Inspector general audit details hiring, ethics abuses at MWAA

By Lori Aratani,November 01, 2012
(Page 2 of 2)

The report also found abuses in the authority’s student intern program, which was used to put non-students on the payroll, bypassing standard hiring procedures.

Williams announced on Wednesday that he was resigning, effective Nov. 16. He did not respond to a request for comment on Thursday. Williams was not the only staff member auditors faulted.

The inspector general’s office also found that the authority’s vice president for information and telecommunications systems, George R. Ellis, and members of his staff accepted more than 25 free trips from a company with a major contract with the MWAA. Among the gifts accepted were tickets and accommodations to the 2009 Super Bowl, valued at almost $5,000. In total, members of Ellis’s department accepted 46 gifts with a total value of at least $12,000.

Ellis was terminated, according to the inspector general’s report. It is unclear whether the other employees were disciplined. Ellis did not respond to requests for comment. Recently, he had accepted a job as chief information officer for Albany, N.Y., but a spokesman said that after learning Thursday about the inspector general’s report, the city may reconsider its offer.

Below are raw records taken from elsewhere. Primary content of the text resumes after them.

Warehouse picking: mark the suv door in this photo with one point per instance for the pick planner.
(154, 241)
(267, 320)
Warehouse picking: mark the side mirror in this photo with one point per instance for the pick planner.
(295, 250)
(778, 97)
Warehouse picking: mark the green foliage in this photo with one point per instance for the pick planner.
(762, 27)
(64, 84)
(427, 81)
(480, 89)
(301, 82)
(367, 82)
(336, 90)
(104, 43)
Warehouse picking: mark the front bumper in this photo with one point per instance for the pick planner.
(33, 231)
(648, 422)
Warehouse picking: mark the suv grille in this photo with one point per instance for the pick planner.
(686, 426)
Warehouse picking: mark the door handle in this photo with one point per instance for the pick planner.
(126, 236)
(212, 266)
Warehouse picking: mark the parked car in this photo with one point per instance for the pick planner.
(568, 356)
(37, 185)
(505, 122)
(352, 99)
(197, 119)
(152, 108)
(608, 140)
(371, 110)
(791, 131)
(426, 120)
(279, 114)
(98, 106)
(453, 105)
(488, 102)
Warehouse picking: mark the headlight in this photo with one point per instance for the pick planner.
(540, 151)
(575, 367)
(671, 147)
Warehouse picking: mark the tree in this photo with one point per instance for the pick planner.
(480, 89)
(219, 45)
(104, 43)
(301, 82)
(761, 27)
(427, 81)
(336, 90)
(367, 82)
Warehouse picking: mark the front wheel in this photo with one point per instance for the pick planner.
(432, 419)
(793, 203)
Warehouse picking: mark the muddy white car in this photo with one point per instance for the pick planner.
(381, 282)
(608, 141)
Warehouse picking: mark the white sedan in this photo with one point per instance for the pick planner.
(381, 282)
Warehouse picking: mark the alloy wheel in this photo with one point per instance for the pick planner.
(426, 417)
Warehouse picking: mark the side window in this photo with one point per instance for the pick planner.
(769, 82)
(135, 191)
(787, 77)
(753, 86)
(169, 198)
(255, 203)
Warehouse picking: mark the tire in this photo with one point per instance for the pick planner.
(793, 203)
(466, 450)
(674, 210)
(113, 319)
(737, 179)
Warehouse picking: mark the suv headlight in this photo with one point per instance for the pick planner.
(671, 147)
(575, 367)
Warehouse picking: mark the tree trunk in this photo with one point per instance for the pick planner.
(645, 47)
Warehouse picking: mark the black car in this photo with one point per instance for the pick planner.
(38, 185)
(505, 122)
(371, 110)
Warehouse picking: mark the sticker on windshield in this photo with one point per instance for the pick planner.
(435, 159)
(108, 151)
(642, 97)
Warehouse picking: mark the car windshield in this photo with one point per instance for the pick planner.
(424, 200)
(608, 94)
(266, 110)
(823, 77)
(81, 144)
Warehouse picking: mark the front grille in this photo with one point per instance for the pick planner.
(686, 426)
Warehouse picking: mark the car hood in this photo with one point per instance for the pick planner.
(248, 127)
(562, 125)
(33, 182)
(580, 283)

Investigators also found significant weaknesses in the way the MWAA awards and manages contracts — an issue highlighted in an interim report in May.

“MWAA Board members and senior officials set the tone for a lax internal control culture by engaging in questionable contracting practices,” the report says.

From 2009 to 2011, the MWAA awarded two-thirds of its contracts with less than full and open competition. Those included $6 million in sole-source contracts in which board approval was required but not secured — a violation of its lease agreement with the federal government.

In at least 17 instances, contracts were approved after the contractor had started work. In one example, the authority paid a contractor $572 an hour to attend a five-hour board meeting, during which the board voted to approve the selection of the contractor.